Radiation From Prostate Cancer Treatment Poses Little Threat to Family
Nov. 28, 2000 (Chicago) -- Tens of thousands of men with prostate cancer are coming home with radioactive pellets permanently implanted in the small gland in their groin -- but new research says that the spouses of these men have little to fear that the radiation emitted by these seeds will harm them.
And neither do children who hug their fathers or grandfathers, or babies who sit on their laps ... or even the family dog, researchers say here at a meeting of radiologists.
"We can now tell a woman, 'The amount of radiation you will get from your husband in one year is less that you would get from living in Denver for three or four months'," says Jeff Michalski, MD, assistant professor of radiology at Washington University School of Medicine in St. Louis.
About 38,000 men undergo the insertion of radioactive pellets of iodine-125 or palladium-103 in a procedure known as brachytherapy, Michalski says. Another 100,000 men undergo radical prostatectomy, the surgical removal of the organ, if cancer is discovered. However, Michalski says the survival rate in brachytherapy appears to be equivalent to that of surgery.
"But there are a lot of family members who are concerned about the radiation," said Feng Ming Kong, MD, a resident at Washington University. "They want to know if the radiation will affect them. As many as nine out of 10 patients will mention concerns about radiation affecting others. They want to know: 'Can I hold my granddaughter on my lap?' 'Is it okay to visit my pregnant daughter?'"
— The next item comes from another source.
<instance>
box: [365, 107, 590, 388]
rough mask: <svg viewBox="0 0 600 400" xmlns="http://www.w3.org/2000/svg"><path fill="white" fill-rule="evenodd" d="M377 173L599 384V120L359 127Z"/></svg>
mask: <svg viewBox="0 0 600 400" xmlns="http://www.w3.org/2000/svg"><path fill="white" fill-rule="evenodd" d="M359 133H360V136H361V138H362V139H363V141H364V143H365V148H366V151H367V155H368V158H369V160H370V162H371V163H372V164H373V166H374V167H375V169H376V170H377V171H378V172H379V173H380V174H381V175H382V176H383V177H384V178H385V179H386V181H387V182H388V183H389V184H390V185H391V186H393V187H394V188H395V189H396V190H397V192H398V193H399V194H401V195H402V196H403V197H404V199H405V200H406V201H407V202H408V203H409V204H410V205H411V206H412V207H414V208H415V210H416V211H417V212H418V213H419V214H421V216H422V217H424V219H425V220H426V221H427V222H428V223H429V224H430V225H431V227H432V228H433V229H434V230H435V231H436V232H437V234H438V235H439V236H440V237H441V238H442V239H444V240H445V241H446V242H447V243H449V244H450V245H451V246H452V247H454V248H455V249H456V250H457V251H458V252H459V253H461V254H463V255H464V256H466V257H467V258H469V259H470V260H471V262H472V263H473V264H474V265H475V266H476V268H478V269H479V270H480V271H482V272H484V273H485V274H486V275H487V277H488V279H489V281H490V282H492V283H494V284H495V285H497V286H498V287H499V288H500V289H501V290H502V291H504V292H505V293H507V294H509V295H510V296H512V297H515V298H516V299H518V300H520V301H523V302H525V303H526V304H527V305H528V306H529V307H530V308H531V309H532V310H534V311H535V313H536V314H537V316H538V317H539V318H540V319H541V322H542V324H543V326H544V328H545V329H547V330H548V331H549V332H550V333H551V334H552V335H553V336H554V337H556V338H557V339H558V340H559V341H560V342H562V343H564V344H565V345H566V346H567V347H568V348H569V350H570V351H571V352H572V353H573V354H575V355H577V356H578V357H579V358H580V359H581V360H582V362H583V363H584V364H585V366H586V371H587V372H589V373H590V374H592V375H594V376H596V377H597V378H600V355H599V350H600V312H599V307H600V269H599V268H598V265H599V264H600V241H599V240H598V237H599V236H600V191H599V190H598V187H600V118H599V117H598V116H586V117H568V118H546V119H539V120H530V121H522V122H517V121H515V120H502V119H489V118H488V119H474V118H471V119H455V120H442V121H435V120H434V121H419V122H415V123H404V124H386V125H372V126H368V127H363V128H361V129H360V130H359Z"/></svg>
To answer the questions, Michalski recruited for the study 59 patients who were undergoing brachytherapy. Each patient put two radiation detection badges that measured the amount of radiation, in millirems, on themselves -- one at their collar and the other on the waist. They were given four tags to place around the home -- next to, for instance, their favorite living room chair, the bedroom night table, the kitchen, and bathroom.
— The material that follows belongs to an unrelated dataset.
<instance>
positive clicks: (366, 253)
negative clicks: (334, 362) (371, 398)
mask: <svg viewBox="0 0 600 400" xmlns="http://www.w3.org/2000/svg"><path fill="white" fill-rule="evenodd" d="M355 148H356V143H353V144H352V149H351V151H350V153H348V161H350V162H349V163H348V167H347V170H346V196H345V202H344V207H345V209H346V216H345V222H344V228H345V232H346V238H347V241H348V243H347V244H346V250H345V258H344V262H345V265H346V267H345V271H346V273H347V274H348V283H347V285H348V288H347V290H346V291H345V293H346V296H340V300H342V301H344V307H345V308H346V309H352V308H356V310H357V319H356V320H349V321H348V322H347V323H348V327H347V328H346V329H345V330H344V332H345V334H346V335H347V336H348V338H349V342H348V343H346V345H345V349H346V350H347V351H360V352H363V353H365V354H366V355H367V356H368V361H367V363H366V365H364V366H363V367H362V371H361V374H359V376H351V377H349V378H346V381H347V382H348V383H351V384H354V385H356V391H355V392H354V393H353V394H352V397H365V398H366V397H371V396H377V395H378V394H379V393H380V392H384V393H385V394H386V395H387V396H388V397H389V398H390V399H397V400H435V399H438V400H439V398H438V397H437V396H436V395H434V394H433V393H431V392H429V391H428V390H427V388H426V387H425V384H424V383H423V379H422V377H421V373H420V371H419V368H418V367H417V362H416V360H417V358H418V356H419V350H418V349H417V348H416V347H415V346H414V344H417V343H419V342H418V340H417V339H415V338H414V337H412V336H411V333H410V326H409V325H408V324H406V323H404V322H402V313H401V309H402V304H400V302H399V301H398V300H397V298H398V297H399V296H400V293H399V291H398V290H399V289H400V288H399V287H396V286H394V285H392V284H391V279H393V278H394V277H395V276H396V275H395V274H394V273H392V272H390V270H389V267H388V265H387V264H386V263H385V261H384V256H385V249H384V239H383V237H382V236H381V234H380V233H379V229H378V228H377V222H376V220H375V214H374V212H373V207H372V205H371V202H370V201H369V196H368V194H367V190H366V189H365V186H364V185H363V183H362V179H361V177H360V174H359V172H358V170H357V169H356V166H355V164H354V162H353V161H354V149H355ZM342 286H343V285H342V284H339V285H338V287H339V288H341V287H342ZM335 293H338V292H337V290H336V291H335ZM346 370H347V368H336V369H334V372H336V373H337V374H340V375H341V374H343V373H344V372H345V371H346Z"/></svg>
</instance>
Other members of the family also wore the badges. In some cases, the badges were even worn by pet dogs.
"We don't know what the healthy threshold is for radiation," explained Michalski during a press briefing. But he says that the level of radiation recorded on the badges ranged from undetectable -- less than one millirem of radiation during the three-week period of the study -- to an average of 10 millirems. Michalski says the background radiation that each person is exposed to through natural sources averages around 300 millirems a year in the United States.
In fact, he said that a round-trip flight from New York to Tokyo would expose a person to more radiation than the pellets.
"These studies show that the spouse or family member is at no greater risk of radiation exposure than a person who flies round trip from New York to San Francisco," says Hedvig Hricak, MD, chairman of radiology at Memorial Sloan-Kettering Cancer Center in New York.
"It should not be of concern to people who have these implanted seeds. The reality is that you can live a normal life. You don't have to put the patient in the basement and keep him away from other people," Hricak says.
Even though it is unlikely there would be much exposure, even in the worst-case scenario, Michalski said it is still prudent for men with the pellets -- especially in the early days after treatment -- to avoid keeping pets or small children on their laps for lengthy amounts of time.